New Review: Jennifer Horsman’s PASSIONS’ JOY and VIRGIN STAR – Two Tales of Worthy Heroes and Heroines in the Regency Era

These two romances are a duology...they go I'm reviewing them together for you.

PASSION'S JOY - Love on the Underground Railroad: an Unusual English lord and an American Minx.

For those of you who love Horsman’s novels, be sure and read this before VIRGIN STAR if you can, as this comes first. This one is set in 1818 in New Orleans and VIRGIN STAR is set five years later in 1823—together they tell the story of two virile and worthy heroes who consider themselves brothers. Both were raised in Ireland though only Seannesy, the hero of VIRGIN STAR, is Irish.

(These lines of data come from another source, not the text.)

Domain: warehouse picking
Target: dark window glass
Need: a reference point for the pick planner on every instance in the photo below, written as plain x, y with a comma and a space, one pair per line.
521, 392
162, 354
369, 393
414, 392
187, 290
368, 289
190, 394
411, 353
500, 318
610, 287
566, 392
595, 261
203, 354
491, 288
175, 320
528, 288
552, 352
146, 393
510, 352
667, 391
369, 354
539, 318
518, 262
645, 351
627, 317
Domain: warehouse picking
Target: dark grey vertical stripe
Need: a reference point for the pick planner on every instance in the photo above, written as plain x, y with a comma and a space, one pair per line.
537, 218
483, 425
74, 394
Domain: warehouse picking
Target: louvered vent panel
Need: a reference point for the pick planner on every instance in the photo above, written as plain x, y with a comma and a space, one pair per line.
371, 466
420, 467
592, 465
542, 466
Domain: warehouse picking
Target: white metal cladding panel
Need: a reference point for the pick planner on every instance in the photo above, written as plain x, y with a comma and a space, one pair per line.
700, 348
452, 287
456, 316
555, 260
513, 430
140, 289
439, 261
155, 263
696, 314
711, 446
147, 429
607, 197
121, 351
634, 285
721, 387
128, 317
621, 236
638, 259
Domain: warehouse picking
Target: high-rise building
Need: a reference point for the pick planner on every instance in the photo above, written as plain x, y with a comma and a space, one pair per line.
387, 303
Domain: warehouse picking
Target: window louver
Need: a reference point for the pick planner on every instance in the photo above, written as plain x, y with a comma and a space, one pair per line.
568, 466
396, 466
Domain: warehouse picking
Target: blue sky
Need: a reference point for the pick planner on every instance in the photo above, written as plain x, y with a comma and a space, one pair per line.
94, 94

PASSION’S JOY tells the story of Lord Ramsey (“Ram”) Barrington and the 17-year-old New Orleans minx, Joy Claret Reubens, who is a “conductor” in the Underground Railroad in the early 19th century. Sending slaves north to freedom is a dangerous business as Joy discovers when she dresses like a boy and accompanies the slaves to the boat that will take them to freedom. While keeping watch over some bounty hunters for her accomplices, she is spotted by Ram who is taking a run in the woods. And, forever after her life is changed.

There are many things I love about Horsman’s writing: her detailed, believable plots, her action and adventure, the realism of the historical elements, her sexy strong heroes, her winsome heroines and her secondary characters. (Each of her characters has a backstory and often we learn this from their point of view as Horsman skillfully and often moves between points of view.) All that makes for a richer tale. I admire her ability to do that so seamlessly.

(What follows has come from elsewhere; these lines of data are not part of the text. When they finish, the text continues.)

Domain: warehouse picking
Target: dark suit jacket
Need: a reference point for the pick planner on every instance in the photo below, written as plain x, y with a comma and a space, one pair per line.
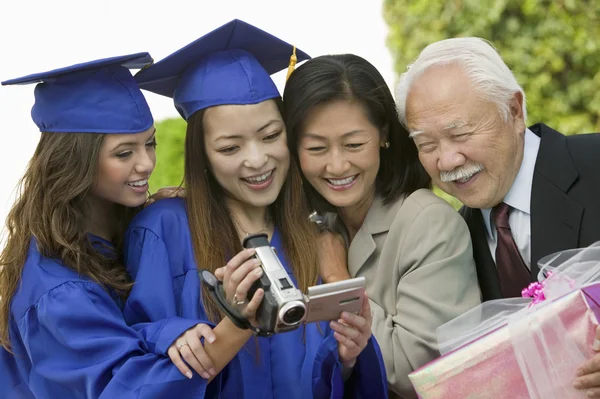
565, 204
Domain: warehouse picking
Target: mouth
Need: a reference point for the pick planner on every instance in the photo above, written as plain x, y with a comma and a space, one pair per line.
342, 183
466, 179
261, 181
139, 185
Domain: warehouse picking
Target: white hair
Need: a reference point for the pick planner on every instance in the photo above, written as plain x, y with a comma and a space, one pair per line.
491, 78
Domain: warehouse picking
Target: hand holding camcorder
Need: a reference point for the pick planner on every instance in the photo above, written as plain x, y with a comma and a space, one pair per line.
284, 307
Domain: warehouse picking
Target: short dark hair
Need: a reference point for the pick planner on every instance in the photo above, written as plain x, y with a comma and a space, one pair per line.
348, 76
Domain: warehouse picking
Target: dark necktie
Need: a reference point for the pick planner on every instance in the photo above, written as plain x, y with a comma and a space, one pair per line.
513, 273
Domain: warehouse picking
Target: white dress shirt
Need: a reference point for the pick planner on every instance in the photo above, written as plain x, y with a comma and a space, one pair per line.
519, 198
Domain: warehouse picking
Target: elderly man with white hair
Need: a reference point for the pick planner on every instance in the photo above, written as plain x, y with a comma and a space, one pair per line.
527, 192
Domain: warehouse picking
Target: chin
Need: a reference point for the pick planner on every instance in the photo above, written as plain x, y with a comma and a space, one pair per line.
132, 203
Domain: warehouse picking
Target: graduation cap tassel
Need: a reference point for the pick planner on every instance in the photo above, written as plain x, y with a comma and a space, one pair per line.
292, 66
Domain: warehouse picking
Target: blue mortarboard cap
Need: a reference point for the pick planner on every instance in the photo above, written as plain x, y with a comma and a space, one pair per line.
98, 96
230, 65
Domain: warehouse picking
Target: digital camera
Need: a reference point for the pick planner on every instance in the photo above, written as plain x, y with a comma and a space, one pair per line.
283, 307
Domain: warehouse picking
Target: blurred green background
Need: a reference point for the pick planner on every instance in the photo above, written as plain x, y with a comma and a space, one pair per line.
553, 48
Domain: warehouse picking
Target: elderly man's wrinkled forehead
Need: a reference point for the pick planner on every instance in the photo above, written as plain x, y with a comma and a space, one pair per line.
441, 95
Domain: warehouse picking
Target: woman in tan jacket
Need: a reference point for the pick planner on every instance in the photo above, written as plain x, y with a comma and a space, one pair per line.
413, 248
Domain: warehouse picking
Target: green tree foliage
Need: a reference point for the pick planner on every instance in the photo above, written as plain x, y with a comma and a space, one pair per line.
170, 136
552, 46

In this one, we have a hero who is a British lord but acts more like a pirate. Often, he plays the cad. (I warn you, there is spanking, rape and the intentional taking of an unborn child’s life.) He will definitely make you angry. Oh, he has a generous heart and does some really good things with Seannesy, but his treatment of our heroine is sometimes less than stellar. If you can handle that, it’s a worthy adventure that will definitely hold your interest.

VIRGIN STAR – Shipboard Romance with a Twist

VIRGIN STAR is another of Horsman’s shipboard historical romances, but this one has an Irish hero and a heroine who doesn’t know who she is. Be sure to read it before PASSION’S JOY, the sequel.

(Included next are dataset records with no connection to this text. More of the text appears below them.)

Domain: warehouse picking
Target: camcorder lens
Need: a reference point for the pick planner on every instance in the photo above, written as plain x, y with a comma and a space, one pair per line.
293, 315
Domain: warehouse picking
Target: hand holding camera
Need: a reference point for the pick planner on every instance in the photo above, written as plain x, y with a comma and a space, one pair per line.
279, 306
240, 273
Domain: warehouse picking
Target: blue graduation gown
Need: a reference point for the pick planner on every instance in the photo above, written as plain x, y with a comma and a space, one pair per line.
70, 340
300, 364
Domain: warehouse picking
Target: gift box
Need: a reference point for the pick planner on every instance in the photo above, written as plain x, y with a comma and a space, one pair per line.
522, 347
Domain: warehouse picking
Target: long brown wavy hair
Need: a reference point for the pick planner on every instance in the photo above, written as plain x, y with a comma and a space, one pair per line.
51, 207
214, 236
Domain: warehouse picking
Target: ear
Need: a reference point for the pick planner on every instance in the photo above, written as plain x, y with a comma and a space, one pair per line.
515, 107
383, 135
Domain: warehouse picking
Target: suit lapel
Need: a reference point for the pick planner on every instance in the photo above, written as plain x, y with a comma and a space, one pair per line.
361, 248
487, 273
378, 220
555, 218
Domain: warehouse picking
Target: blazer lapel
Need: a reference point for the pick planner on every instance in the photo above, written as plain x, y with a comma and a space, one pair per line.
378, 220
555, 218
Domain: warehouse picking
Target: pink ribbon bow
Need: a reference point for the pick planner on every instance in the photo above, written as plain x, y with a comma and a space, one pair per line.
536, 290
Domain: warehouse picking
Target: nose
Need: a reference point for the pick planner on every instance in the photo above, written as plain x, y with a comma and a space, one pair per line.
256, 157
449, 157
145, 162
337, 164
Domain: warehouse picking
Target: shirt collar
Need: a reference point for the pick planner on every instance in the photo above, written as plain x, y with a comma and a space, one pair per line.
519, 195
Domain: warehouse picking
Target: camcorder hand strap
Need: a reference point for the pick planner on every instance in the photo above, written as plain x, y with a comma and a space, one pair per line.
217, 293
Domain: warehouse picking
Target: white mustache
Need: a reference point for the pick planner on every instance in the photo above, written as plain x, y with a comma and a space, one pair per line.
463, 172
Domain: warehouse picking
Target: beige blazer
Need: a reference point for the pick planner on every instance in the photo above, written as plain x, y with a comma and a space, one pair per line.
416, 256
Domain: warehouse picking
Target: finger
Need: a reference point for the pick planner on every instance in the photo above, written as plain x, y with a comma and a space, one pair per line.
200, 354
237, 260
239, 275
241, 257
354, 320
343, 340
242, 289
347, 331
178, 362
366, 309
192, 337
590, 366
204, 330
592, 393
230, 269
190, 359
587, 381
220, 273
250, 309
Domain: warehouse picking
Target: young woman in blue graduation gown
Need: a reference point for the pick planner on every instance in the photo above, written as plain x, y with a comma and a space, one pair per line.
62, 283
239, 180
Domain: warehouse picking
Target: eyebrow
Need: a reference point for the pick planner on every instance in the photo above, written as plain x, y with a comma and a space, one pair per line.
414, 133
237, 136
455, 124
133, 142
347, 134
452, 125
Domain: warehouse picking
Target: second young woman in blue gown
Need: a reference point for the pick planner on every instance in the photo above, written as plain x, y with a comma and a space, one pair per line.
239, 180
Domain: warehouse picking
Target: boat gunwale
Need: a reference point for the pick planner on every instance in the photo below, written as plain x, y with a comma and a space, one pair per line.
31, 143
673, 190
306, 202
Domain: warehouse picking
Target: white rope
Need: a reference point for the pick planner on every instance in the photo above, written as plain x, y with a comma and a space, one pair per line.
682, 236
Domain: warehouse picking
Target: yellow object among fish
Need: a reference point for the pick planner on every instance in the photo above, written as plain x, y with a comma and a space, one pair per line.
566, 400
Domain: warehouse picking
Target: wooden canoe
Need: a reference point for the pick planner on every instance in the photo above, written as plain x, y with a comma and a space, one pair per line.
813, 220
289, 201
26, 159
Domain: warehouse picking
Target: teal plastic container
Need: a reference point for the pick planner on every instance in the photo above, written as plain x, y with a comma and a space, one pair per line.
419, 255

Set in 1823, this is the story of a young Englishwoman who, as a child, was taken from England to Malacca near the South China Sea. (We don’t know why for most of the book.) When the story opens, she is 21 and has been beaten and dumped on the doorstep of Captain Sean Seanessy, a wealthy Irish sea captain living in opulent splendor in England where he’s become an asset to the British government. A man of the world who takes his pleasure wherever he finds it, Seanessy is smitten by the girl with amnesia who wears only a ruby necklace he calls the “virgin star.” He names her Shalyn after the wind fairies of Ireland. She has no memory save for Malacca and the nightmares that haunt her of a beach with human skulls stuck in the sand. Seanessy is intrigued when he discovers the intelligent, well-educated young woman has been trained in Oriental fighting techniques, and of course, his attraction is immediate.

Consumed with an assignment from the British government to destroy a cache of opium held on an island near Malacca by a French duke, Seanessy has no time for the troublesome young woman. He believes the French duke has already made an attempt on the life of his half brother and his wife. It’s a game of cat and mouse that finally leads to Seanessy’s sailing for Malacca unaware that Shalyn has stowed away onboard. As they sail toward the duke’s island, Shalyn’s memories begin to return, both those of England as a child and in Malacca.

Horsman has created a wonderful set of characters in Seanessy’s crew, including a big dog named Oliver who takes a liking to Shalyn. There’s enough historical detail to satisfy the romance reader who likes more than “wallpaper” history and enough chemistry between Seanessy and Shalyn to make for an intriguing romance. (We don’t learn her true identity until late in the book.)

Note: Both the hero and heroine have light hair, the heroine’s described as golden blonde, notwithstanding the redhead on the cover.